By KEVIN TAYLOR
Listed meat company Richmond has blamed lower stock volumes, big falls in some markets and the poor performance of some smaller businesses for its $6.5 million after-tax loss.
The Hastings-based company yesterday released its September year result, which reported a big turnaround from a $20.7 million profit the previous year.
Revenue fell 8 per cent from $1.43 billion to $1.31 billion as a result of the decline in throughput and a rising New Zealand dollar.
Chairman Sam Robinson said by any standards the performance was disappointing, but the board was confident of the company's ability to rapidly return to profit and was budgeting to do so next year.
A long-running court battle between Richmond and South Island competitor PPCS had distracted board and senior management, Robinson said.

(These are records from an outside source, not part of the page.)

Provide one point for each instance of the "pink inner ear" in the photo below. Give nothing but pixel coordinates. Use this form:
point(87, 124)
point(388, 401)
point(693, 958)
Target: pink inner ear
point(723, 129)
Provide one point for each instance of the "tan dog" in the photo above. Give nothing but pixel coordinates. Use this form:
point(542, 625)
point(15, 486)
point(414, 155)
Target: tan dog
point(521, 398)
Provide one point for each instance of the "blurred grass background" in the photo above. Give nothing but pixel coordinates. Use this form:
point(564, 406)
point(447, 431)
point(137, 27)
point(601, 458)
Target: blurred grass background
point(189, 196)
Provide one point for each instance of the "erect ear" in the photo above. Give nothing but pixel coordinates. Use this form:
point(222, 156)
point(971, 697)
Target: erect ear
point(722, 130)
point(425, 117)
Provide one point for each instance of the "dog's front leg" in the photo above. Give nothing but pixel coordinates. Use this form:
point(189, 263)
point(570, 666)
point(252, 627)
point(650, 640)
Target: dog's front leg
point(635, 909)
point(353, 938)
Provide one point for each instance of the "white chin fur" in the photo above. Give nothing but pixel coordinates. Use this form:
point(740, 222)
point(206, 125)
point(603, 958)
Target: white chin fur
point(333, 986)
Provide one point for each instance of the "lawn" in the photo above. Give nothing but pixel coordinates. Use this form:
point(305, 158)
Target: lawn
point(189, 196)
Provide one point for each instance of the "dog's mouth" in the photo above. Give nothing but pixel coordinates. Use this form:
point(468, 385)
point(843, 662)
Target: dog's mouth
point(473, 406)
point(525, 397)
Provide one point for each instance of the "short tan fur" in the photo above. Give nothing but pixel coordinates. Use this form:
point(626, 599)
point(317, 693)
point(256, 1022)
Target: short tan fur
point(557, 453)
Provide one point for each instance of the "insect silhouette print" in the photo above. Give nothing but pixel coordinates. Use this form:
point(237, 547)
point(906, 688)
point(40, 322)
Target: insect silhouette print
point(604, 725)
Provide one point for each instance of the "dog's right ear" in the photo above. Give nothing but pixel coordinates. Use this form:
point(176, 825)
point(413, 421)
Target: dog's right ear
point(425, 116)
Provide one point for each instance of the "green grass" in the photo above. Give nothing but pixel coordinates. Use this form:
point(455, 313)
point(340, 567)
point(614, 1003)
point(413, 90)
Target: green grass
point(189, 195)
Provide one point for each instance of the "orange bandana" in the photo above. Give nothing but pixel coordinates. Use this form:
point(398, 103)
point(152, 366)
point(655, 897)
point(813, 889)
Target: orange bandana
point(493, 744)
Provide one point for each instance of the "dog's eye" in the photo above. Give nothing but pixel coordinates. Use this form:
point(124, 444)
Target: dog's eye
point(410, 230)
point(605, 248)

The case also hit Richmond's bottom line, with the company revealing that $1.3 million of $3.6 million in one-off costs for the year arose from the case.
Justice Young this week reserved his decision on what orders he might make as a result of his August ruling that PPCS had breached the Securities Amendment Act - and Richmond's constitution - by setting up other parties to buy Richmond shares with PPCS' financial backing, while keeping the arrangements quiet.
A decision is expected in two to three weeks.
Robinson said the decision would give the board and management certainty. Some costs arising from the case would spill into next year.
Richmond reported a $1.5 million loss for the six months to May.
Robinson said no single factor was responsible for the full-year result, and the company had been too optimistic in its comments at the half-year result.
Venison, although representing less than 3 per cent of sales volumes, had a "significant negative impact" on the performance.
The company had held inventories that were not realisable in the market after prices in Germany, the main market, collapsed in the first half of the year.
Richmond Leathers was one area that felt the immediate effect of a decline in demand for luxury goods after the September 11, 2001, terrorist attacks in the United States. Prices for finished hides fell sharply as a result.
Robinson said that despite the performance the board was pleased with operating cash flows, with a net operating cashflow of $62.1 million compared to a negative $29.1 million in the previous year.
PPCS this week reported an end-of-year profit of $8.4 million, down 77 per cent because of low stock numbers and a firming exchange rate. Its operating revenue fell from $1.165 billion to $1.093 billion.